Among the 48 firms engaged in Covid-19 vaccine development as of mid-November, just prior to emergency authorizations for usage of any vaccines, 13 had made advance sales. The companies had promised to deliver 7.5 billion doses of vaccines to various countries before any of them had shown clinical trial results sufficient for approval. Of these doses, more than half (or 3.85 billion) were promised to high-income countries, which comprise around one-seventh of the world’s population. Only six of these companies had made commitments to low- and middle-income countries. The majority of the doses such countries were able to contract by the end of last year came from one company, AstraZeneca, which has declared that it will not seek to make a profit from its sales during the pandemic.

The reason that so few firms signed up for the WHO’s scheme would seem to be simply, as earlier noted, that the Covax initiative has competed with other advance purchasers. Logically, either a specific advance purchase offer locks in a low price, less than or equal to what firms expect to get from alternative buyers now or in the future, or it locks in a higher price. In the first case, firms would have little reason to make an advance sale.
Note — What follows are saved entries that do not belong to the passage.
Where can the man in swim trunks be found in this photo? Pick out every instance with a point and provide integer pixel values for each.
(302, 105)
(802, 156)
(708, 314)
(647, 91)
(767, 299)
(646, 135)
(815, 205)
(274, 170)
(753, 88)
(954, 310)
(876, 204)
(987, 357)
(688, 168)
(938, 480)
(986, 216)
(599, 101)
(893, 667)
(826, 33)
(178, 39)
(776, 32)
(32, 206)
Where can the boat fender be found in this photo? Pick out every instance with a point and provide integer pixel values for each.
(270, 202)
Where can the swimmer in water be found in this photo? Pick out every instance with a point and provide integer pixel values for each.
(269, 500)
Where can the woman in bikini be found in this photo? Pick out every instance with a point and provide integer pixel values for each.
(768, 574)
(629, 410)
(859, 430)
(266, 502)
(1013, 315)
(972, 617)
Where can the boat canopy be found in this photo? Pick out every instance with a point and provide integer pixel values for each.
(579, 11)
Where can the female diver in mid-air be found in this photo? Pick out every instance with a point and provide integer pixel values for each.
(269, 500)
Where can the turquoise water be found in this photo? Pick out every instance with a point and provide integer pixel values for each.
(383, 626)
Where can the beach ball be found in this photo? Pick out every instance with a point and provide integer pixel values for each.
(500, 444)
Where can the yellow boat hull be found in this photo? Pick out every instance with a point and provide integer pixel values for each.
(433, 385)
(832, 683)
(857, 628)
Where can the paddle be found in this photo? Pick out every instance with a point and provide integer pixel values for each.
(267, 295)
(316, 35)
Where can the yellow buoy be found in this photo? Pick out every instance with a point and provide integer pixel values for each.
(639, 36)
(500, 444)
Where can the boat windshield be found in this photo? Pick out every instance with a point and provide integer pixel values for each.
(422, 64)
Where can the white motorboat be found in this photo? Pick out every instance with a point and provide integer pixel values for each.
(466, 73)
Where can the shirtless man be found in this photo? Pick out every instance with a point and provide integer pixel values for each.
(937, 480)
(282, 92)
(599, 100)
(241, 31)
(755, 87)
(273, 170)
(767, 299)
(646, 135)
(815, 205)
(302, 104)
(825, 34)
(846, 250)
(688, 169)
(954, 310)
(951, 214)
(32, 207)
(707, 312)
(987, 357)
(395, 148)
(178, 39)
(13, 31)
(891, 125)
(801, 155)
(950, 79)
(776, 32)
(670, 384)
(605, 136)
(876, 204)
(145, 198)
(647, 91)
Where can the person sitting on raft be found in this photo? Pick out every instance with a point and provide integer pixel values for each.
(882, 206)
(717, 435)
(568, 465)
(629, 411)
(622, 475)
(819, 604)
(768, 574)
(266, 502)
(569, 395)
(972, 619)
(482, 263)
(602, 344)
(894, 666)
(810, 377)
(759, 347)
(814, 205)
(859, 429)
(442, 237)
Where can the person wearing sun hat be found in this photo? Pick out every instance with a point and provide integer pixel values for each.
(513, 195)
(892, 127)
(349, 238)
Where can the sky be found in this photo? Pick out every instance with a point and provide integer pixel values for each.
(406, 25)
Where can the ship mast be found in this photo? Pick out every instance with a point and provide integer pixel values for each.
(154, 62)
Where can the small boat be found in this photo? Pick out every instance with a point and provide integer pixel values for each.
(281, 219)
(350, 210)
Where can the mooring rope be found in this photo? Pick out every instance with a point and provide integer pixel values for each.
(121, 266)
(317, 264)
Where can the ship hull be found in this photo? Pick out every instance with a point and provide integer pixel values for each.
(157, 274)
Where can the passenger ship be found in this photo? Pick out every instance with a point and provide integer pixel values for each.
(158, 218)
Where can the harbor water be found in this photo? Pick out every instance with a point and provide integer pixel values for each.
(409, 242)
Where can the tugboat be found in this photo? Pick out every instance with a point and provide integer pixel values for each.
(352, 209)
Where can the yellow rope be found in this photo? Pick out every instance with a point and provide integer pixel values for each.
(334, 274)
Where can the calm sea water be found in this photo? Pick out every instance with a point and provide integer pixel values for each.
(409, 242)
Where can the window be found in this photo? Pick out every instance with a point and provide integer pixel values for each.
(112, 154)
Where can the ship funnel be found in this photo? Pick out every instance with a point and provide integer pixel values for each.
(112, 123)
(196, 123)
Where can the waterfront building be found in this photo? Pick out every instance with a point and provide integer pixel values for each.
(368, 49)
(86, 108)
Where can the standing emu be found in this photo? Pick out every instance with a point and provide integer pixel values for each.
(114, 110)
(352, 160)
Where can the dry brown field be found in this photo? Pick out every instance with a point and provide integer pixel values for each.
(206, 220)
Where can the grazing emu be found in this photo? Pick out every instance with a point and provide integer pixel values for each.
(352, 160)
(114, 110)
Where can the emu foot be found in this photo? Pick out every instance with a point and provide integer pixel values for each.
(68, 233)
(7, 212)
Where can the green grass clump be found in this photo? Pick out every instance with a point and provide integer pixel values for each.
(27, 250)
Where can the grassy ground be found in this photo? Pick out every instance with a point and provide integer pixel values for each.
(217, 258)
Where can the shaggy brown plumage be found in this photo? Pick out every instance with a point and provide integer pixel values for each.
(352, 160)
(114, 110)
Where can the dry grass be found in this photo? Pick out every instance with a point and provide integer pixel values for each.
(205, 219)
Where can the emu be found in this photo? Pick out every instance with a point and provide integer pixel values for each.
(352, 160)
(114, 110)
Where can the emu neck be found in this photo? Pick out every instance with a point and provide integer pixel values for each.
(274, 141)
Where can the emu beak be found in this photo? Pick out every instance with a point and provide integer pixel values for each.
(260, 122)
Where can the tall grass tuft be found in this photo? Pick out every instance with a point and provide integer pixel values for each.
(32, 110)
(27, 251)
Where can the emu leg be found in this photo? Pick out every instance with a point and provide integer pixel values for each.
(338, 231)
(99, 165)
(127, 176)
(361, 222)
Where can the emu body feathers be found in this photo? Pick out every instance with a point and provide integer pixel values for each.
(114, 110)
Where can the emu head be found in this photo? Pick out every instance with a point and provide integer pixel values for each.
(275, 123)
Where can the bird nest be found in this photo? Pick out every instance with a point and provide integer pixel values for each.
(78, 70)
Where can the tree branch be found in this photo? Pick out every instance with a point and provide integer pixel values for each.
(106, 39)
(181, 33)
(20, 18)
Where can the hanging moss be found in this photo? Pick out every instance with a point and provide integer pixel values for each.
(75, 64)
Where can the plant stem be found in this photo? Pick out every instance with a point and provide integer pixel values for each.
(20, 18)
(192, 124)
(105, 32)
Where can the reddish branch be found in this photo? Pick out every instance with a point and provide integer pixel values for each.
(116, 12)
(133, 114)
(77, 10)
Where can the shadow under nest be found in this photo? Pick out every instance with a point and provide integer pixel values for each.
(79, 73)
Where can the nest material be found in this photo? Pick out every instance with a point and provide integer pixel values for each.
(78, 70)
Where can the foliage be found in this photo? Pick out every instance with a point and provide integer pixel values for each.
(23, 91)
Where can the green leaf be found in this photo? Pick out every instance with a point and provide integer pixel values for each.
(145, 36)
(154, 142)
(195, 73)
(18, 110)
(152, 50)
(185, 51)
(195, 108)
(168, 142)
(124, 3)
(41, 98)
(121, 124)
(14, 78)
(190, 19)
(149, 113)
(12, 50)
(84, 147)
In the second case, firms would have more reason to enter an advance contract, but why would countries? The main incentive for buyers to pay a premium appears to be to get ahead of others in claiming available vaccines. This explains the frenetic activity by rich countries to sign such contracts bilaterally, independent of Covax’s plans, and outcompeting its more publicly spirited initiative.

It seems likely that most firms simply did not find Covax’s terms attractive. Instead, vaccine developers have relied on advance sales to rich countries or expected future revenue from the open market, finding these adequate to justify their research and development costs. For an individual firm, advance sales provide protection against being competed out of the market once it develops a usable vaccine, for instance because its product may turn out to be less efficacious than a competitor’s. Advance sales can also be a cheap source of finance. While these are reasons for a firm to make advance sales, its choice to sell to one buyer and not another will depend largely on who offers what price.

The Covax AMC is intended to provide a way for richer countries to donate funds to support purchases for others that cannot afford them. But in practice, poorer countries relying on this initiative have been at a disadvantage because the rich countries are spending much more on themselves. It is like a race in which some drivers invest heavily in “fast and furious,” up-to-date cars, but also make small donations to allow other drivers to buy older, slower models that meet minimum entry requirements. The benefited drivers can participate in the race, but they don’t have much of a chance of winning.

Whether or not the advance sales made to rich countries have spurred research and development, they have certainly determined who gets what. By making advance contracts with multiple firms, richer nations have not merely guaranteed themselves early supplies, but also imposed constraints on how much is left to be sold on the open market to other countries. Advance purchasing has, ironically, become a tool for competitive vaccine nationalism rather than a way of advancing the common good.

If advance purchases, and the Covax AMC specifically, have played little or no role in spurring innovation in this pandemic, what would be a better alternative? One option we have suggested elsewhere is public funding for developing or buying out a vaccine formula, allowing any resulting intellectual property to be freely shared. This would enable generic manufacturers to lower prices and increase supply. But whatever the approach taken, it is essential to scale up supply and make vaccines available for all of the world’s people. As the ongoing circulation of the disease elsewhere may make variants of the virus more likely to emerge, failing to do so is not only grossly inequitable, but is even damaging to rich countries’ own interests.